WHEN KIDNEYS CAN’T BE BIOPSIED, SKIN BIOPSY IDENTIFIES SLE RELAPSE ON DIALYSIS.

Systemic lupus erythematosus (SLE) is characterized by the deposition of immunoglobulin (Ig)G in tissues, which in turn activates the classical pathway of complements such as C1q, C4, and C3, thus mobilizing inflammatory cells and causing tissue damage. The organs affected by SLE include the kidneys, where deposition of IgG, C1q, and C3 is seen, allowing disease activity to be assessed as lupus nephritis in renal tissue and making kidney biopsy an essential test in SLE. However, once patients have developed end-stage renal failure and require hemodialysis, kidney biopsy is no longer an effective method for assessing SLE activity. We report a case in which a skin biopsy confirmed a relapse of systemic lupus erythematosus (SLE) in a patient with end-stage renal disease undergoing hemodialysis.
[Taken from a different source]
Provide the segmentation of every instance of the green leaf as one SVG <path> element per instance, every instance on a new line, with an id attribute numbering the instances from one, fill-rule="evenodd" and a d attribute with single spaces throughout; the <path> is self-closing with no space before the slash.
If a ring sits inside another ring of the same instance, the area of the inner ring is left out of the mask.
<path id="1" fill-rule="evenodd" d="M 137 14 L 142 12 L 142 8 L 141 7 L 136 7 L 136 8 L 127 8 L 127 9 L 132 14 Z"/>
A 75-year-old woman with systemic lupus erythematosus (SLE) diagnosed at age 42 initiated hemodialysis at age 75, and subsequently discontinued immunosuppression. Within 3 months of starting hemodialysis, she developed hypocomplementemia with CH50 of 20 U/ml (reference range, 31-58 U/ml), and a rise in anti-double-stranded DNA antibodies 28.3 U/ml (reference value, < 10.0 U/ml). Subsequently, generalized pruritic erythema appeared, requiring hospitalization. As the patient was already receiving hemodialysis, we proceeded with a skin biopsy of the rash.

Skin biopsy showed inflammatory infiltrates with marked erythrocyte extravasation in the dermis. Direct immunofluorescence study showed a continuous band-like deposition of immunoglobulin (Ig)G, C3, and C1q deposition at the epidermal-dermal junction “lupus band test”. Electron microscopy confirmed electron-dense deposits (EDD) at the same location. These findings indicated cutaneous manifestation of SLE and supported a diagnosis of SLE relapse.

When kidney biopsy is not feasible due to dialysis, skin biopsy serves as a valuable diagnostic tool to identify SLE relapse.